1 Een psalm van Asaf. God staat in de vergadering Godes; Hij oordeelt in het midden der goden; 2 Hoe lang zult gijlieden onrecht oordelen, en het aangezicht der goddelozen aannemen? Sela. 3 Doet recht den arme en den wees; rechtvaardigt den verdrukte en den arme. 4 Verlost den arme en den behoeftige, rukt hem uit der goddelozen hand. 5 Zij weten niet, en verstaan niet; zij wandelen steeds in duisternis; dies wankelen alle fondamenten der aarde. 6 Ik heb wel gezegd: Gij zijt goden; en gij zijt allen kinderen des Allerhoogsten; 7 Nochtans zult gij sterven als een mens; en als een van de vorsten zult gij vallen. 8 Sta op, o God! oordeel het aardrijk, want Gij bezit alle natiën.
God staat in de vergadering Godes.’ Hij is de Toeschouwer, Die, vanuit Zijn eigen gezichtspunt, ziet wat er allemaal door de groten der aarde wordt gedaan. Als zij in vol ornaat zitten houdt Hij toezicht op hen, gereed om hen erop aan te spreken als zij een krom oordeel vellen. Rechters zullen berecht worden, en aan recht zal recht gedaan worden. Hij leent hun Zijn naam, en dat is het gezag waarop ze als rechters kunnen optreden, maar ze moeten wel oppassen dat ze de hun toevertrouwde macht niet misbruiken, want de Rechter der rechters houdt zitting onder hen.
Indirect wordt aangegeven dat de magistraten onrechtvaardig en corrupt waren geweest.
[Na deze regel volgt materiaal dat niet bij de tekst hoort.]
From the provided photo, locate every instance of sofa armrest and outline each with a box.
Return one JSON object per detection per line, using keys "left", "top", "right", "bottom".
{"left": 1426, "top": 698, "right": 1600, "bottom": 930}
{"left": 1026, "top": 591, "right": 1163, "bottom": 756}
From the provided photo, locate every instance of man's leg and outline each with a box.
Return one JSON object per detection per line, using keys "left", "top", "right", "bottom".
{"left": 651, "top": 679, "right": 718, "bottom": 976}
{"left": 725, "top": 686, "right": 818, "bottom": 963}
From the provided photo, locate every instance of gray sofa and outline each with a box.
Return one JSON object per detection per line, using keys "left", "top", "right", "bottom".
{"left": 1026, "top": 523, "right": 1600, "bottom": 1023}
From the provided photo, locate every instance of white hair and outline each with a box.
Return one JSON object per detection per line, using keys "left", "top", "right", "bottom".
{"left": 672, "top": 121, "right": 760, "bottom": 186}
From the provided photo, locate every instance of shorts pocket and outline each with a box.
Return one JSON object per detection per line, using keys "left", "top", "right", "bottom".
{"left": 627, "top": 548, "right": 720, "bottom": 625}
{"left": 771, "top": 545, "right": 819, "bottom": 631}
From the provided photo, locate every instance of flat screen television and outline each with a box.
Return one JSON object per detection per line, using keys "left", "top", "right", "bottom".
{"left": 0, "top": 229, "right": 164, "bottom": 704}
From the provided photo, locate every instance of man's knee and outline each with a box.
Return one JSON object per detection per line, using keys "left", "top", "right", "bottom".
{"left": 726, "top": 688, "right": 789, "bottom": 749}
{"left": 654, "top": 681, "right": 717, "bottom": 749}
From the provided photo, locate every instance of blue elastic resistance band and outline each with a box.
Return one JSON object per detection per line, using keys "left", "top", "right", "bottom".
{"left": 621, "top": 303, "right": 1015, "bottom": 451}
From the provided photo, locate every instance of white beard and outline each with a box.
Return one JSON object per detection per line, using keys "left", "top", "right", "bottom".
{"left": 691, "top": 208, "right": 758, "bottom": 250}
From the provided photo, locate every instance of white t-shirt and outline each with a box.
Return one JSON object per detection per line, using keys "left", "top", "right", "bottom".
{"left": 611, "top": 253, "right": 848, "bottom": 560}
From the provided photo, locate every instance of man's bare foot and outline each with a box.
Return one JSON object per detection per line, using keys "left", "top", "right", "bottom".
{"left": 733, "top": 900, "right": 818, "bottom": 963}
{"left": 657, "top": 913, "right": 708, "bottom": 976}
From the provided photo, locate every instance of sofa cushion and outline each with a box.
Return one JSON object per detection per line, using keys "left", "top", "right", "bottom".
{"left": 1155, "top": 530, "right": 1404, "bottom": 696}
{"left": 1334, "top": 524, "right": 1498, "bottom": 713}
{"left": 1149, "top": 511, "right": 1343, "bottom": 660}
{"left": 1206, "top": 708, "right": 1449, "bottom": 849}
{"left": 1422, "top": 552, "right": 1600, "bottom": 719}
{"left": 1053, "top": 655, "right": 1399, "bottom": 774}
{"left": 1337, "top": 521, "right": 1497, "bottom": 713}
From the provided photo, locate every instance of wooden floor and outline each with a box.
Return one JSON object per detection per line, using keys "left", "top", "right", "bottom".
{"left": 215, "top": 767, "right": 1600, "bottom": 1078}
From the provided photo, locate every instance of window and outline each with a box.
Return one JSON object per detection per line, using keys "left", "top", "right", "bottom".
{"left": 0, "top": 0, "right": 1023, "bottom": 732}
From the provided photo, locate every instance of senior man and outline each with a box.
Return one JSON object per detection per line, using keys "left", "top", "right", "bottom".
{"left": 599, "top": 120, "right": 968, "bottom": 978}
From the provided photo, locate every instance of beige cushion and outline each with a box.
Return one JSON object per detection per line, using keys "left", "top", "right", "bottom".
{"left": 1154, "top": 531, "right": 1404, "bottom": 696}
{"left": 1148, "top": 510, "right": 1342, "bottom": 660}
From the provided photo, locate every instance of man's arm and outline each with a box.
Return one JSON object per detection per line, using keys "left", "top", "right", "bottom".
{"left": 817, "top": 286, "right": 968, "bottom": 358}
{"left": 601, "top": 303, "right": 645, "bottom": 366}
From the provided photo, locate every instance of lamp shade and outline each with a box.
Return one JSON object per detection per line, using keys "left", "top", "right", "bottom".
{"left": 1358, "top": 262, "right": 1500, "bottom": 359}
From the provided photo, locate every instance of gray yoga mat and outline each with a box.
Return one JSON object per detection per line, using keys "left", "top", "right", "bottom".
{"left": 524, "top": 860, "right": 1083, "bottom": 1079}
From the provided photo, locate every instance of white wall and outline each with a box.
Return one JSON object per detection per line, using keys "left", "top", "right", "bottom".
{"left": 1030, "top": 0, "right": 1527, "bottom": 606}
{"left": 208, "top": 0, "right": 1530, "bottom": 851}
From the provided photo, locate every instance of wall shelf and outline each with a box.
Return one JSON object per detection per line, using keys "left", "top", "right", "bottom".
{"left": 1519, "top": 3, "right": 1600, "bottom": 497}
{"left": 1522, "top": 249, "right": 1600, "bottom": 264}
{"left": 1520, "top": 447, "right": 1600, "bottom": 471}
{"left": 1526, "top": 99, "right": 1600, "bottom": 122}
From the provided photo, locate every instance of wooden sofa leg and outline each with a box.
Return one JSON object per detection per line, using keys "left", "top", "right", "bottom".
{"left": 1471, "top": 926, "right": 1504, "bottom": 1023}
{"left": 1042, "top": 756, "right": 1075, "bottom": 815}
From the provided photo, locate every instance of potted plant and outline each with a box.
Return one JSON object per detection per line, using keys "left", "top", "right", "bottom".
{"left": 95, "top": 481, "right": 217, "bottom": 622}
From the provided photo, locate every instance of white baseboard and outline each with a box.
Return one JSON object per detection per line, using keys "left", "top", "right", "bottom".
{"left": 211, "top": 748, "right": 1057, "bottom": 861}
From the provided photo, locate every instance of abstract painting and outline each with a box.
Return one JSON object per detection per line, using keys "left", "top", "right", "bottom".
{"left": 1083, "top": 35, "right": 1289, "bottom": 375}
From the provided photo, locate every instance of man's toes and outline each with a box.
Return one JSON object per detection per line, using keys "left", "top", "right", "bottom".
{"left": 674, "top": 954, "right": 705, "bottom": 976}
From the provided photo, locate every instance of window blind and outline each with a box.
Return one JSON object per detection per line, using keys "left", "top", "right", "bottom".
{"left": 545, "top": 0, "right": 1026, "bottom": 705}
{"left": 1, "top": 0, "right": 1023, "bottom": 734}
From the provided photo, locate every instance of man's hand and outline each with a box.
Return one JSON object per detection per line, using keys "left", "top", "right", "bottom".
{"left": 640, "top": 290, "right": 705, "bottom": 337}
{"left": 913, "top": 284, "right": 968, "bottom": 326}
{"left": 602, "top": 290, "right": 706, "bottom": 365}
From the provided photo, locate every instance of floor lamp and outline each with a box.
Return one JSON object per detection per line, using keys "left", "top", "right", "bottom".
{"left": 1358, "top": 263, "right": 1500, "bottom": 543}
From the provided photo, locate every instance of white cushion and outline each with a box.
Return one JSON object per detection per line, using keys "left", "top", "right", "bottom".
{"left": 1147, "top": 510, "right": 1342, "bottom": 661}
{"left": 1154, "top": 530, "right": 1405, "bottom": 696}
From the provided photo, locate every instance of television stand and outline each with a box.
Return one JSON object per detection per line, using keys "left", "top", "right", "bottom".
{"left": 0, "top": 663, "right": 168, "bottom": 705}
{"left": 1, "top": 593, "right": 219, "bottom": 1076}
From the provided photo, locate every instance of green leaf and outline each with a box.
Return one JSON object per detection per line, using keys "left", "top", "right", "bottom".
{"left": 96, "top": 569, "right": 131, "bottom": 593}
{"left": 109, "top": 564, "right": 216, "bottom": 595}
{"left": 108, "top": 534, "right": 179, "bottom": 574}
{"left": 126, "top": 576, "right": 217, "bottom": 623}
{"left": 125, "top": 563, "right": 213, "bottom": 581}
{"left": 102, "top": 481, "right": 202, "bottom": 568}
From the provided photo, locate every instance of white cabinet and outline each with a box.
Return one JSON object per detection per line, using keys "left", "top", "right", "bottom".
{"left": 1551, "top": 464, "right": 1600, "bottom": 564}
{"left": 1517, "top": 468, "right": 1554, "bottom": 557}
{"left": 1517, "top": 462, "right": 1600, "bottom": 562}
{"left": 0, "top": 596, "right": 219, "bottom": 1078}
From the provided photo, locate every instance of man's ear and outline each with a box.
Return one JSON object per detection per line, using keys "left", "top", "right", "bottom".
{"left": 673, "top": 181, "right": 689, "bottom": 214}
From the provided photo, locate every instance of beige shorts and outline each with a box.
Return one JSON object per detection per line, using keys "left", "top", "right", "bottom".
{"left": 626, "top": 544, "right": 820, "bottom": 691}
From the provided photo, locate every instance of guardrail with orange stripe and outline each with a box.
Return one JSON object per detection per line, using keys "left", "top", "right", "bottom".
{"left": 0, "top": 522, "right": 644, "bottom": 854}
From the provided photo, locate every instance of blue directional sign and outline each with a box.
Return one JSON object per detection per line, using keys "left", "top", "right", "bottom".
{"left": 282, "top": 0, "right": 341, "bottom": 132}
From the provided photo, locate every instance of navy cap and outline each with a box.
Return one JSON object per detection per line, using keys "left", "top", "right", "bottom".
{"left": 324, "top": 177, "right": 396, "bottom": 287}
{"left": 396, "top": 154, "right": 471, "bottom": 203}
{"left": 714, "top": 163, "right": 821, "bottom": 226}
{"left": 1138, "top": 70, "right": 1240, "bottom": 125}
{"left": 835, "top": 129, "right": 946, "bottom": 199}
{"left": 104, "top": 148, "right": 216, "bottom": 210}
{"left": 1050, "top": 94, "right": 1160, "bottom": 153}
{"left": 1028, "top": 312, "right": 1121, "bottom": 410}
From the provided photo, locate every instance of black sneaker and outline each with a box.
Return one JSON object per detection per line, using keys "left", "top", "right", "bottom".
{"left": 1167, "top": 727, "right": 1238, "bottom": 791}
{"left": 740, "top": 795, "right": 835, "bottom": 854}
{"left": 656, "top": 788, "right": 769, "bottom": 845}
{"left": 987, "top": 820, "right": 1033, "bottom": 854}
Ze ontkenden niet alleen de schuld van de goddelozen, maar kozen zelfs ten gunste van hen tegen de rechtvaardigen. Het is een ellendige plaag voor een volk wanneer zijn rechtspraak geen recht kent en zijn rechters niet kunnen oordelen. Het is eerder het kenmerk van een onverbeterlijke misdadiger, zijn plicht niet te kennen en hem ook niet te willen kennen, maar toch werd deze blaam met recht op de heersers van Israël geworpen. Wanneer de toepassers van de wet met het recht hebben afgerekend, worden overeenkomsten ontbonden, wordt de maatschappij ontwricht en schudt het gebouw van de natie op zijn grondvesten. Wanneer onrecht wordt bedreven aan de hand van de formele rechtsgang, koerst de wereld aan op de ondergang.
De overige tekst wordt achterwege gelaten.